Toespraak van staatssecretaris Teeven bij het congres ter gelegenheid van 35-jarig jubileum Vluchtelingenwerk Nederland

Toespraak van staatssecretaris Teeven (VenJ) ter gelegenheid van het 35-jarig jubileum van Vluchtelingenwerk Nederland op 30 oktober 2014 in Driebergen.

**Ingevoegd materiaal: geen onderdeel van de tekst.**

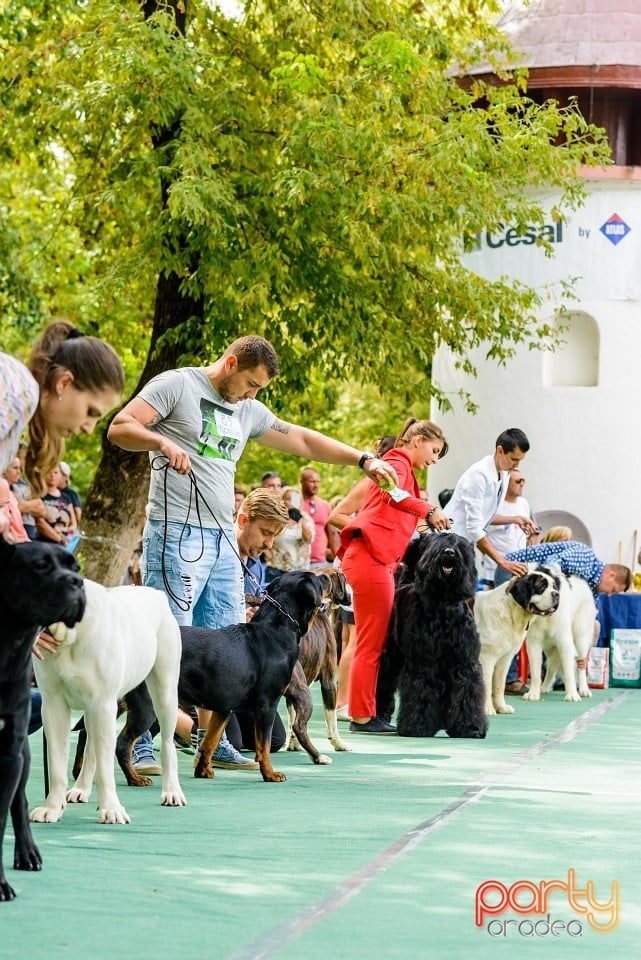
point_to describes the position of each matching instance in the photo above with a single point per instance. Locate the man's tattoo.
(280, 426)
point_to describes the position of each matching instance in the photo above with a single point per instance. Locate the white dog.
(127, 635)
(565, 637)
(502, 617)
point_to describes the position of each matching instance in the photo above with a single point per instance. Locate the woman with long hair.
(372, 546)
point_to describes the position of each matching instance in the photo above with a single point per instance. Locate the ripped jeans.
(209, 588)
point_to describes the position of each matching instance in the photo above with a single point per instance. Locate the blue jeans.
(208, 589)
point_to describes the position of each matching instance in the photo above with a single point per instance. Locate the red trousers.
(372, 586)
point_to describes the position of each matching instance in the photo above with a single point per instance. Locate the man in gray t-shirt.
(199, 420)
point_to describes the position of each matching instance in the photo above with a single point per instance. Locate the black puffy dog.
(436, 643)
(39, 584)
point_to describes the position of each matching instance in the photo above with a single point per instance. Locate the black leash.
(194, 493)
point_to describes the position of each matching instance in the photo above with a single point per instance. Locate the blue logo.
(615, 229)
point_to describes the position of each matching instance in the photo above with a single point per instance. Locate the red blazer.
(387, 526)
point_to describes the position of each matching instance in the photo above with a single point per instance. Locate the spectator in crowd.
(71, 381)
(342, 513)
(325, 542)
(372, 546)
(506, 532)
(577, 558)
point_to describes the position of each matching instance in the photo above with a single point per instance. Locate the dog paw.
(46, 814)
(76, 795)
(113, 815)
(173, 798)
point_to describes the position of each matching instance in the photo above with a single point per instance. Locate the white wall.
(585, 454)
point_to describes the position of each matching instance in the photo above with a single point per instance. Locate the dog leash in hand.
(182, 602)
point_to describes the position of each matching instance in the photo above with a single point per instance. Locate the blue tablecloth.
(621, 610)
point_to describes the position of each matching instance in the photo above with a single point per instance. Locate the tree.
(307, 171)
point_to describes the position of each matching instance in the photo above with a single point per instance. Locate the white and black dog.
(128, 639)
(39, 582)
(502, 616)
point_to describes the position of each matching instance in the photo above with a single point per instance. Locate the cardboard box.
(598, 667)
(625, 658)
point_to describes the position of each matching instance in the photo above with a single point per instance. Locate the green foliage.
(310, 169)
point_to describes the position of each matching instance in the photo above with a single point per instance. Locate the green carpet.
(378, 855)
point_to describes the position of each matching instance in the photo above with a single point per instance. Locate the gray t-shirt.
(214, 434)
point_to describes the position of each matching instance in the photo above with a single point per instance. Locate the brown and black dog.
(40, 584)
(248, 665)
(317, 660)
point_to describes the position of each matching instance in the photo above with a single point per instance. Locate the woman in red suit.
(372, 546)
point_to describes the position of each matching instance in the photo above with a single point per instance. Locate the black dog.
(248, 665)
(39, 585)
(440, 683)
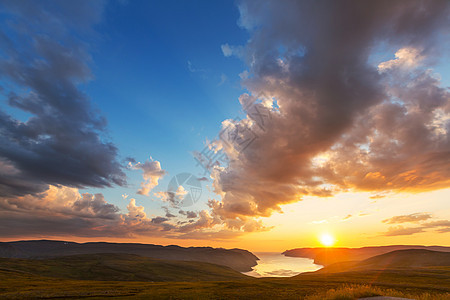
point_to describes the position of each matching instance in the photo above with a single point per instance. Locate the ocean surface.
(274, 264)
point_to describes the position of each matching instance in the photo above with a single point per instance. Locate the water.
(274, 264)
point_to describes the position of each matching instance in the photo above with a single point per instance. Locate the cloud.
(323, 118)
(188, 214)
(400, 230)
(62, 211)
(61, 141)
(440, 226)
(411, 218)
(404, 58)
(152, 173)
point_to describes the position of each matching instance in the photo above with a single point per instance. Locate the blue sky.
(346, 107)
(163, 83)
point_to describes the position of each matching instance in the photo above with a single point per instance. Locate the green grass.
(121, 267)
(429, 285)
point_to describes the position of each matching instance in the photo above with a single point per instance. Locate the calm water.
(272, 264)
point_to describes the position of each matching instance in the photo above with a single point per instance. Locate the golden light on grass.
(327, 240)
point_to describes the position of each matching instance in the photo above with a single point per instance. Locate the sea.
(274, 264)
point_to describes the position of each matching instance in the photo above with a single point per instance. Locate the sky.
(253, 124)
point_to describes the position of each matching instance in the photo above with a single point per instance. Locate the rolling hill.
(327, 256)
(237, 259)
(120, 267)
(409, 259)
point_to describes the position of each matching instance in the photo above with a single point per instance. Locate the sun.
(327, 240)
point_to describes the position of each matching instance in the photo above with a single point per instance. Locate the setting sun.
(327, 240)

Dames en heren, het doet me genoegen dat u mij hebt uitgenodigd om te spreken op uw jubileum. Bij mijn vertrek werd mij gevraagd: 'Heb je er zin in?' Dat vragen ze anders nooit! 'Hoezo?' vroeg ik. 'Nou, het is toch een beetje in het hol van de leeuw bij VluchtelingenWerk?' Voor ik mijn jas aan had, kon ik nog terugzeggen: 'Zo zie ik dat niet.' VluchtelingenWerk en de staatssecretaris van Veiligheid en Justitie staan voor dezelfde zaak. Een rechtvaardig asielbeleid. We kijken zo nu en dan wat anders tegen die taak aan. Ik zwaaide en riep nog even naar de achterblijvers: 'En het is feest. 35 jaar!'m

Op weg hier naar toe liet ik het tot me doordringen. Een jubileum. 35 jaar. Wie had dat kunnen denken in 1979. Ontstaan vanuit initiatieven die in de loop van de tijd in het hele land waren ontstaan. Mij schoten allerlei benamingen te binnen die – als ik zo de zaal in kijk – een aantal van u nog wel zal herkennen. Zo kregen we in Nederland te maken met Christen Turken – er ontstond een spreekwoordelijk gat in de Berlijnse Muur, waardoor Tamils naar Nederland kwamen. Steeds weer dienden zich nieuwe groepen aan. Daar hoef ik u niets over te vertellen. Tot op de dag van vandaag ontvangen we verschillende groepen asielzoekers, maar wordt iedere asielzoeker individueel beoordeeld.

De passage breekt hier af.